The Internet has been buzzing this week with the story of researchers in France developing a “hybrid nanoparticle-organic transistor that can mimic the main functionalities of a synapse.”

You may have seen a number of different versions of this story this week, but I recommend Nanowerk’s coverage of it, which I quoted above. Nanowerk manages to bring some context to the research and how nanotechnologies have been used to try and duplicate some of the functions of the human brain and apply them to computer science, most notably DARPA’s SyNAPSE project. 

In addition, Nanowerk has an interview with the lead researcher, Dominique Vuillaume, a research director at CNRS and head of the Molecular Nanostructures & Devices group at the Institute for Electronics Microelectronics and Nanotechnology (IEMN) that reveals it as a far more significant piece of research that I had originally thought when I read the first news accounts.

The researchers have dubbed their device NOMFET (Nanoparticle Organic Memory Field-Effect Transistor), and as the name indicates it is an organic transistor, based on pentacene and gold nanoparticles.

The details of how the transistor work as described in the Nanowerk article explains the ingenious way that the researchers were able to mimic the “short-term plasticity” of a synapse.

While this is a remarkable development it would not be quite as significant to the development of neuron-inspired computer systems if it were not for its big improvement on silicon-based CMOS chips in duplicating neural networks.

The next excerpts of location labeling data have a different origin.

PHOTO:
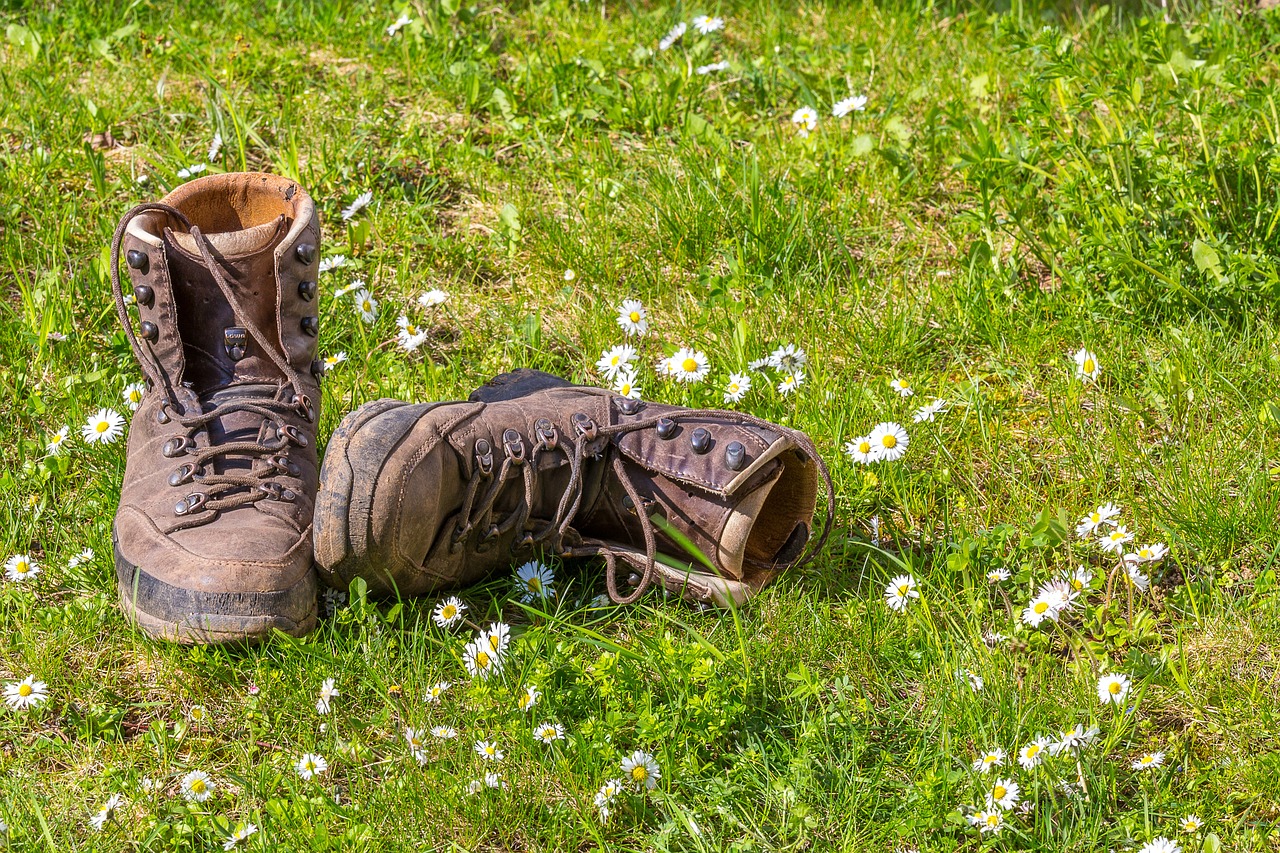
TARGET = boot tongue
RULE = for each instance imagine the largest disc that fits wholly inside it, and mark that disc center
(219, 350)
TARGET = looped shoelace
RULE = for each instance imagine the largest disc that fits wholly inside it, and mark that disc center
(478, 510)
(227, 489)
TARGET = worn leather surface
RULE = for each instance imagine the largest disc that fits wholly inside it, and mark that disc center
(223, 559)
(752, 523)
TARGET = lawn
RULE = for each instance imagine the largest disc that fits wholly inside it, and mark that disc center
(1020, 183)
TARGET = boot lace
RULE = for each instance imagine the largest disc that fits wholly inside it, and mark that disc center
(231, 488)
(520, 459)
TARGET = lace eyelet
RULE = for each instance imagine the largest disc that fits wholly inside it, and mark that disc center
(176, 447)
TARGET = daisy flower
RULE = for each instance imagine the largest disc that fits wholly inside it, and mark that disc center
(410, 336)
(1033, 753)
(1115, 541)
(626, 384)
(993, 757)
(241, 834)
(1148, 761)
(56, 442)
(805, 121)
(1095, 521)
(860, 450)
(310, 766)
(890, 442)
(789, 359)
(929, 411)
(903, 387)
(616, 360)
(104, 813)
(529, 698)
(707, 24)
(103, 427)
(900, 592)
(990, 821)
(739, 383)
(1087, 366)
(488, 749)
(416, 744)
(448, 612)
(1079, 579)
(196, 787)
(549, 733)
(1038, 610)
(359, 204)
(790, 382)
(433, 297)
(366, 306)
(480, 660)
(21, 566)
(851, 104)
(689, 365)
(132, 395)
(400, 23)
(497, 637)
(1112, 688)
(672, 36)
(327, 692)
(641, 770)
(1002, 794)
(632, 318)
(1160, 845)
(1148, 553)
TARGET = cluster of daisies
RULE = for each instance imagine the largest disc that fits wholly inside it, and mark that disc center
(617, 366)
(805, 119)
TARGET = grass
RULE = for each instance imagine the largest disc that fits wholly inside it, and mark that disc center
(1024, 181)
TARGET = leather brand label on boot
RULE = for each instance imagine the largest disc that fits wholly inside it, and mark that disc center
(236, 340)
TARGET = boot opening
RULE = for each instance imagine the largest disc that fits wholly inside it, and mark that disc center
(781, 527)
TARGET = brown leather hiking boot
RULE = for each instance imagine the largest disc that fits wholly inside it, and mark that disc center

As quoted in the article, Vuillaume says “…even if silicon CMOS chips have been designed and fabricated to emulate the brain behaviors, this approach is limited because it takes several – at least seven – silicon transistors to build an electronic synapse. Here, we did the same job with a single device."

When one considers that there are 10,000 synapses for every neuron in the human brain, reducing size becomes increasingly important if your aim is duplicating the architecture of the human brain.